What William "Great Bill" Jolee attempts to do is weave a story through imagery first, and then use the telling of that story to inspire the direction of the musicians in a completely improvised musical number. 

With several screens in full view of the performers, a stream of images (some moving, some still) continue in a fashion that the composer believes will direct the music in such a way that it will both completely surprise him with the result while also appearing completely predictable as an inevitable consequence of the visual direction. Similar to how a novel unfolds in that sometimes the best stories are the ones where the endings are both surprising but also satisfying in that they remain logically consistent with everything laid out prior. 

An example of how this could unfold: First image being a still of an open field - next a video of a gentle stream for several beats - the in the corner a small image that begins to grow invading the space of the video of the gentle stream. This growing visual cue could be a time-lapse film of the decay of a perished animal. After this film has completely overtaken the previous serene image it could stop, then reverse while fading out leaving in its place a different landscape, a person, or other scene entirely. 
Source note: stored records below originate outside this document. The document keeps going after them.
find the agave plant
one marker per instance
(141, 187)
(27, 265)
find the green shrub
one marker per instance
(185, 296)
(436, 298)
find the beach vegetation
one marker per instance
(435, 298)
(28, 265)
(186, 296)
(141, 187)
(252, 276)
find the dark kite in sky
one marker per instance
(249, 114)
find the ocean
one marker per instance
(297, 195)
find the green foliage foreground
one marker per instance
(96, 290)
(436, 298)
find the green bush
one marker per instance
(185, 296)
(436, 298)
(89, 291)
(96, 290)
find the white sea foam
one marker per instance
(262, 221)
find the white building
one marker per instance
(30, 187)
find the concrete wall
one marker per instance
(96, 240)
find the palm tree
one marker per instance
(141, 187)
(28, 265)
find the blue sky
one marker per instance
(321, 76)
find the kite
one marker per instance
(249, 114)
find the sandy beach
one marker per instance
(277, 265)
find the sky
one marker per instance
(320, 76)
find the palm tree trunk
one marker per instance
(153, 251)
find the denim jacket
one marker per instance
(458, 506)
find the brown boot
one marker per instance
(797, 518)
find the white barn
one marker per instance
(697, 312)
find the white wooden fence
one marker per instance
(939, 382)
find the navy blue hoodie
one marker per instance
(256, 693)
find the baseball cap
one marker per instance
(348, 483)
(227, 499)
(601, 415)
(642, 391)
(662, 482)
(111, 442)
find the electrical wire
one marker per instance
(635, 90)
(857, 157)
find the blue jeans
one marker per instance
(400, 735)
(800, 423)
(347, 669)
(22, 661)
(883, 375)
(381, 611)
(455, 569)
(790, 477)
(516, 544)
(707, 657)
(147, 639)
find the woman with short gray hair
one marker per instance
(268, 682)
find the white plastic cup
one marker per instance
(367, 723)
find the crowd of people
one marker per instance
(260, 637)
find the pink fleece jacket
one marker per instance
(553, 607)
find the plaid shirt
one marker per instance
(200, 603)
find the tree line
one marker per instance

These images and videos are presented silently and the musicians take their cue from them. So while they have an enormous amount of freedom to decide where to go - their shared experiences and humanity will find a degree of commonality that will be apparent through the result of the improvised composition. 

10)Joel Leevid - Sculpture who works with delicate but quick setting material and uses sound to mold it. 

"Instead of pressing my fingers into clay I use the crashing waves of a Stravinsky Symphony or the gentle coaxing of Miles Davis' "Kind of Blue". Speakers are placed close to the objects which are then covered with a quick setting viscous material - this process repeated allowing the "push" of the music be felt in the material as it alters over time."